Down by the riverside, Spokane found its heritage
March 18, 2017 Updated Sat., March 18, 2017 at 3:46 p.m.

Spokane Falls in 1881. Echo Mill is under construction at left. For many years Spokane falls was the heart of the city of Spokane, both geographically and economically. The falls were first recorded in pring in Volume XII of the Pacific Railway explorations by Isaac I. Stevens, first governor of the territory. The falls were first put to use by two former livestock traders, J.J. Downing and L.R. Scranton, who built a mill on the south side of the river. In 1885 George A. Fitch set up an electric generating station in the basement of one of the many mills which dotted the falls. With the origin of WWP in 1889, the falls began to provide more and more electric power for the city. At one time, when the Monroe street plant was the largest in the west, the whole of Spokane received electric service from one plant. (PHOTO ARCHIVE / SR)
One bright spring morning in 1873, James Glover rode his horse over some foothills and there, spread before him, lay his future and the future of a city he would build, a city now named Spokane.
“It was as lovely a day as I ever saw,” he wrote in his reminiscences. “The beautiful view that revealed itself to my eyes was more entrancing than I had ever beheld. The valley, filled with sunflowers, looked like a field of gold. I was charmed with the entire country.”
He rode west. The river, swollen with spring runoff, began to roar, flinging spray into the air. He came to a gorge and on the banks of the thundering falls, he swung down from his horse and looked over the beginnings of a pioneer town. It consisted, he wrote later, “of half a dozen board and log cabins, with a little shed that housed a sawmill.”
He settled in, found a partner, improved the primitive water-powered sawmill, built a store and founded a city.
Always, at the center, was the river.
But native tribes, who revered the falls and at their base would catch enormous salmon that once swam from the Pacific up the wild, undammed Columbia, had proved better stewards than their successors in that young pioneer town. Millworks, dams and bridges soon spanned the river and tapped its power.
In 1893, the young city built Natatorium Park along the river’s bank in north Spokane. Families toting picnic baskets flocked to see its zoo and listen to touring brass bands. In 1909 the brightly painted horses of a Looff Carrousel joined the park’s attractions.
By 1916, city garbage trucks were dumping the community’s refuse down a chute west of the Monroe Street bridge, straight into the river.
In 1930, fishermen complained about 25 city pipes that poured raw sewage into the river day and night. “Who wants to give a friend a mess of trout caught in polluted waters,” they asked city officials – who replied that the fish “are in no danger.”
By the 1940s, railroad bridges criss-crossed the river’s gorge and gritty rail yards covered its banks alongside the downtown falls. The state of Washington declared the river “one of the most seriously polluted streams in the upper Columbia basin.”

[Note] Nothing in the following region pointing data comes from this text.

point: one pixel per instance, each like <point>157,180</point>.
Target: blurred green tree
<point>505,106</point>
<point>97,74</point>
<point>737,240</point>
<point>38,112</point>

Below the falls in Peaceful Valley, where native tribes once pitched tepees in meadows to catch and dry their salmon, the city’s low-income residents lived in shacks. City officials declared the riverbank shacks a health hazard and set them ablaze one day in 1946. Thousands of residents watched the inferno from nearby bridges.
In 1949, for the first time in 17 years, the falls were illuminated at night during spring runoff. Miss Spokane Glenda Bergen threw a switch that fired up 62 1,000-watt spotlights. Celebrating the event, The Spokesman-Review declared the falls to be “Spokane’s No. 1 tourist attraction and scenic beauty spot.”
In 1951, the Washington Water Power Co. announced that, at a cost of $2,500 to $3,000, it would construct a public viewpoint on the river’s south bank at Lincoln Street and what was then called Trent Avenue.
In the early 1970s, the railroads and their switching yards moved out. Some of the bridges came down. A 1974 world’s fair, devoted to the environment, landscaped the river’s cleaned-up banks with lawns and pavilions, stringing steel cables for gondolas that carried visitors into the gorge. When the fair closed, Riverfront Park took its place.
The city still dumped its sewage into the river, but usually treated the effluent. In 1975, to complete work on improvements to the sewage treatment plan, workers bypassed the plant, dumping 110 million gallons of untreated waste into the river. Toxic algae blooms appeared downstream in the Long Lake reservoir. A lawsuit ensued, and improvements to the treatment plant continued.
By the 1990s, volunteers began annual campaigns to remove junk from the river’s banks. The city bought more land from the railroads, and construction began on a higher education branch campus along the river east of the Division Street bridge.
As decades went by, the city began to capture its stormwater to prevent it from pouring untreated into the river – a project that continues to this day.
In 2014, Spokane voters approved a bond issue to renovate Riverfront Park and build a new home for that same Looff Carrousel that spun children down by the riverside in 1909 – extending for a new generation the appreciation that led James Glover, and his many native predecessors, to put down roots where the ghosts of salmon jump.